(Firstie)

44 4 0
                                    

Saturday/ April 25, 2015

Aku tersipu malu melihat pantulan wajahku dicermin. Cantik, ya sangat cantik. Semua orang bilang begitu. Tak bosan-bosan mereka memuji tak bosan jua aku berbangga hati, Bersyukur. Bukan, bukan bersyukur. Lebih tepatnya aku bangga dan semakin berbangga hati pula memamerkan segala kelebihanku yang bahkan tak seharusnya tampak, pada dasarnya manusia memang mempunyai sifat tak pernah puas.

Hidung yang bangir, pipi tirus merona, bibir mungil merah merekah, mata yang tajam dengan bulu nan lentik, alis yang bertautan, lengkap dengan lesung pipi membuatku semakin terlihat sempurna. Badanku proporsional, tidak gemuk tapi tidak juga kurus, langsing. Sepadan dengan gaun-gaun mini yang sering aku kenakan. Aku lebih suka pakaian yang kasual namun tetap mempesona. Terkadang kemeja panjang atau hoodie kupadukan dengan hot pants agar membuatku semakin berkarakter, lincah.

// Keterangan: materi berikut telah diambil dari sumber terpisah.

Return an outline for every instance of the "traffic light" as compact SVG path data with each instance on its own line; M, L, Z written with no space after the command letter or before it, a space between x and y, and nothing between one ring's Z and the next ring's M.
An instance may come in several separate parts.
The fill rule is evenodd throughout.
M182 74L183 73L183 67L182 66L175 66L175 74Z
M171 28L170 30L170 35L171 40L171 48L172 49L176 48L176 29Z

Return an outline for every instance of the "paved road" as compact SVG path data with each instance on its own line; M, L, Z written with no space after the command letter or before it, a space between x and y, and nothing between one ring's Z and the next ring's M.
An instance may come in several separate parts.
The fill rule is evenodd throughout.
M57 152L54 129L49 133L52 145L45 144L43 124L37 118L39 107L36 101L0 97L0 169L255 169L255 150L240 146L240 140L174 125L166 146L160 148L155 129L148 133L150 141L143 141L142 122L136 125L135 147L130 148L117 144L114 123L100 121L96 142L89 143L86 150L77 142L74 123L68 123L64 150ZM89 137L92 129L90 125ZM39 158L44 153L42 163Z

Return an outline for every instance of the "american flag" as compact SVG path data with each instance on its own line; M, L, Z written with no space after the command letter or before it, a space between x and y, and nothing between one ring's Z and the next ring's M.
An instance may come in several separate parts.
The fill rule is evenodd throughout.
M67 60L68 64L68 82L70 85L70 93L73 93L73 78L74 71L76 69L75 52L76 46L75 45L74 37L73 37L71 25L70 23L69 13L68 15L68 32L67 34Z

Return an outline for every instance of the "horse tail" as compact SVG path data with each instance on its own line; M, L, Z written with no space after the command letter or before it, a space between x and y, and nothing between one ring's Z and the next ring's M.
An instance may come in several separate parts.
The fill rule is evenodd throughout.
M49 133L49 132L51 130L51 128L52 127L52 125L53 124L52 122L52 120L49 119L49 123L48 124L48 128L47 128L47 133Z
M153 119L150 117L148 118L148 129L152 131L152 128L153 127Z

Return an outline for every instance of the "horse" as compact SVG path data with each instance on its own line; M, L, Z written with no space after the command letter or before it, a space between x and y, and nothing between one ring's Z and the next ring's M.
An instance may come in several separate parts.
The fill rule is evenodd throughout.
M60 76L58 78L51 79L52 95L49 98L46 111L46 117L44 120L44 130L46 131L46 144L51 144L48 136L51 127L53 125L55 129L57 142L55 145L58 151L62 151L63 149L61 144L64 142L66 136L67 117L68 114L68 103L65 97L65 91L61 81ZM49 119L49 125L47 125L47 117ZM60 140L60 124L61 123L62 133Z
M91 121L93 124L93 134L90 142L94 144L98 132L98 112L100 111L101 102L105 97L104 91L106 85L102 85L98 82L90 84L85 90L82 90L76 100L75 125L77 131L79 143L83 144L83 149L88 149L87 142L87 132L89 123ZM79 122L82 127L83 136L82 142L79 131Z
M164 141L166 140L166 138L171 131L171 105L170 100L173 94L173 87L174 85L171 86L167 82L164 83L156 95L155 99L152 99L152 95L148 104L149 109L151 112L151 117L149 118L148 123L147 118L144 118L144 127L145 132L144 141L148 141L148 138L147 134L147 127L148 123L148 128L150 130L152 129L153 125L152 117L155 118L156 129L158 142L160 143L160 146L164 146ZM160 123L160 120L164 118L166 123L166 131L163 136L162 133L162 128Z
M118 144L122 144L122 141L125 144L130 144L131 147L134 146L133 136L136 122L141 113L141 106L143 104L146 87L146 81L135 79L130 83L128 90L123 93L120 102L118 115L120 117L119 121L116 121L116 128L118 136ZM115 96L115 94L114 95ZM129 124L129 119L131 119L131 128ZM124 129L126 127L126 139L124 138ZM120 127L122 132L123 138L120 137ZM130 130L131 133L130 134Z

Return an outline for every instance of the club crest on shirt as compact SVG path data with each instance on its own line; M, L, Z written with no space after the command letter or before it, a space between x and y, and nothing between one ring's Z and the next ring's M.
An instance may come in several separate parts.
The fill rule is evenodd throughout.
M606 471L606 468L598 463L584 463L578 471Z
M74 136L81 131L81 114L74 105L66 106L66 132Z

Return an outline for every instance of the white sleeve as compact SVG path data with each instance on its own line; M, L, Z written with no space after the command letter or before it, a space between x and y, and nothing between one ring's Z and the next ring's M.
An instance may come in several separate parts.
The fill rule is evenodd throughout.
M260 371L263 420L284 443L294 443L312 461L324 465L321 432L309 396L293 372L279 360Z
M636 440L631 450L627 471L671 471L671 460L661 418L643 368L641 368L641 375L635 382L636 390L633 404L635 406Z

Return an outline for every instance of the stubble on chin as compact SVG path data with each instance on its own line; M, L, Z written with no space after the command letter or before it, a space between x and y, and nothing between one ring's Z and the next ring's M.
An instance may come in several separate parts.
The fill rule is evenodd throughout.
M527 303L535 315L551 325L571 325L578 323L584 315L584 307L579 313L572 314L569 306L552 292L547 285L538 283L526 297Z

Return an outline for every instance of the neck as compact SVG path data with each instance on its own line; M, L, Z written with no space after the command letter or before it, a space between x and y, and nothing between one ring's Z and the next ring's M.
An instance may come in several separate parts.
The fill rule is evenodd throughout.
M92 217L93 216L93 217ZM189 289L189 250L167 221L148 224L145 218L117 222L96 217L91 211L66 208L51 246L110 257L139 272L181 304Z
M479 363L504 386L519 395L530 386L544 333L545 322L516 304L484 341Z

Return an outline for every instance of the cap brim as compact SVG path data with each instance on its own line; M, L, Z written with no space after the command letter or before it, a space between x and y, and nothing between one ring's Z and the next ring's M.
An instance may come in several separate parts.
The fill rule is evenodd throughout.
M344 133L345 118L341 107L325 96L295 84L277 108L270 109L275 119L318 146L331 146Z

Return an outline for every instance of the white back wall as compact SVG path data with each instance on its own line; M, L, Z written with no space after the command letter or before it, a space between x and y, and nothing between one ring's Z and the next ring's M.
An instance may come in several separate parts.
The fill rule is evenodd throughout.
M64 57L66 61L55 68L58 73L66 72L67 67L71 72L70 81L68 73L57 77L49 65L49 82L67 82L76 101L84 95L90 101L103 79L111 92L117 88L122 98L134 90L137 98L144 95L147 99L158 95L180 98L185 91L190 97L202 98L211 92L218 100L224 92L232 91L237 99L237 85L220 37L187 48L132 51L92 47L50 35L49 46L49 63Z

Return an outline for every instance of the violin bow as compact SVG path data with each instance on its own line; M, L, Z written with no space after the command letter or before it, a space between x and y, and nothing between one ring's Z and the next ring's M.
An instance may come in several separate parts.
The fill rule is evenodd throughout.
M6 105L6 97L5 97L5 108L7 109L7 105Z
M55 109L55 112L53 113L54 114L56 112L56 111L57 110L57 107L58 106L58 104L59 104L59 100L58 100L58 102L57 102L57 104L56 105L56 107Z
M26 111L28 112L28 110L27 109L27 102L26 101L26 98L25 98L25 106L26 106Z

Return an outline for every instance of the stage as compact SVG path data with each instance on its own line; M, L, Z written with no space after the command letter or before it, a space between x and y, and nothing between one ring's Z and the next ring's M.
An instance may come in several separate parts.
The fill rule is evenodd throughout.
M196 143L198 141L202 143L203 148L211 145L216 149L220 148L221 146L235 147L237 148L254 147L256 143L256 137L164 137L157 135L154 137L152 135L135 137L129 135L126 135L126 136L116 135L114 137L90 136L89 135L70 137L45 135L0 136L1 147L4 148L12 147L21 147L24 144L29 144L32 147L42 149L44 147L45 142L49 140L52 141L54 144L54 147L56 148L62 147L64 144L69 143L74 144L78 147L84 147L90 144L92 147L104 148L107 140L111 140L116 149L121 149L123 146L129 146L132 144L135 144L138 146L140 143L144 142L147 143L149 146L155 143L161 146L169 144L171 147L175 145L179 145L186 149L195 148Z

Aku membuka lemari. Menatap mereka membuatku terpesona, takjub. Beragam pakaian mahal dengan berbagai macam style tersusun sempurna. Dari kesemuanya itu, satu ciri khas dari pakaian yang kumiliki adalah, terbuka. Ada yg menampakkan bahu atau paha mulusku bahkan ada crop top yang jika kupakai akan memperlihat perut rataku yang indah.

Pujian, ya aku memang sangat suka dipuji. Aku senang ketika semua orang menatap betis kecilku dengan takjub, memandang leher jenjangku dengan iri, entah mengapa aku senang membayangkan bagaimana mereka berangan-angan memiliki semua yang kumiliki.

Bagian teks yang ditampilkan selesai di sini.